日本デジタル教科書学会が年次大会 教育現場ICT化の早期実現を

2015年8月24日号掲載

 日本デジタル教科書学会は8月11、12の両日、札幌市内で、平成27年度年次大会を開いた。

 ICTを取り巻く現状についての基調講演やタブレット端末を活用した授業研究の発表などが行われた。主題は「主体的・協同的に学ぶ学習とタブレット端末」。

 大会初日には、中川一史放送大学教授が「デジタル教科書・教材をとりまく現状と課題」をテーマに基調講演をした。

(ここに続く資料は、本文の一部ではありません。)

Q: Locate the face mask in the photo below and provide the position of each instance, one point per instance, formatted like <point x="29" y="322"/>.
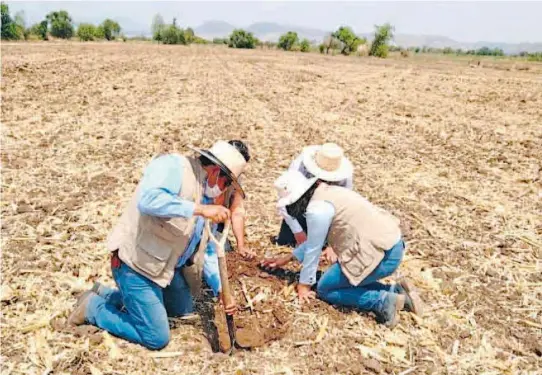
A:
<point x="212" y="192"/>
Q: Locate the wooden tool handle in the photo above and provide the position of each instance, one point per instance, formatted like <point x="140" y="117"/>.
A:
<point x="219" y="244"/>
<point x="222" y="266"/>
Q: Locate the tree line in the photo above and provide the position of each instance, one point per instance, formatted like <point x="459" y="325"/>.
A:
<point x="57" y="24"/>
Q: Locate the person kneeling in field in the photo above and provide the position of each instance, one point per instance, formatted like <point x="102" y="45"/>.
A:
<point x="329" y="163"/>
<point x="159" y="248"/>
<point x="366" y="238"/>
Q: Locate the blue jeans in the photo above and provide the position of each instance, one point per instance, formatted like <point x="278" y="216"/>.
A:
<point x="138" y="310"/>
<point x="369" y="295"/>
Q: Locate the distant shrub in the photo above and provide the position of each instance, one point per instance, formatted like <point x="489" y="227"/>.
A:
<point x="288" y="41"/>
<point x="534" y="56"/>
<point x="331" y="43"/>
<point x="321" y="48"/>
<point x="39" y="30"/>
<point x="172" y="35"/>
<point x="86" y="32"/>
<point x="305" y="45"/>
<point x="348" y="39"/>
<point x="379" y="46"/>
<point x="240" y="38"/>
<point x="99" y="32"/>
<point x="61" y="24"/>
<point x="111" y="29"/>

 同教授は、昨年6月に閣議決定したデジタル教科書の推進を含む「世界最先端IT国家創造宣言」や教育再生実行会議などの政府の動向について解説した。

 政府が平成32年度までに児童生徒に1人1台のタブレット端末を配備する目標に関しては文科省の調査を引用し、「目標の達成は非常に厳しい」と指摘。同教授は外国の事例等を紹介し、個人所有のタブレット端末などを学校で活用する「BYOD」を提案した。また「デジタル教科書」を検定教科書とするには動画や音声、著作権等をどうするかなどの課題を挙げた。

 最後に中川教授は、教育現場のICT化の早期実現を求め、「デジタル教科書学会としての提言をまとめてほしい」と要望した。

 このほか、教科書会社の社長や北海道教委委員らによるパネルディスカッションやデジタル教材の活用方法といった研究発表が行われた。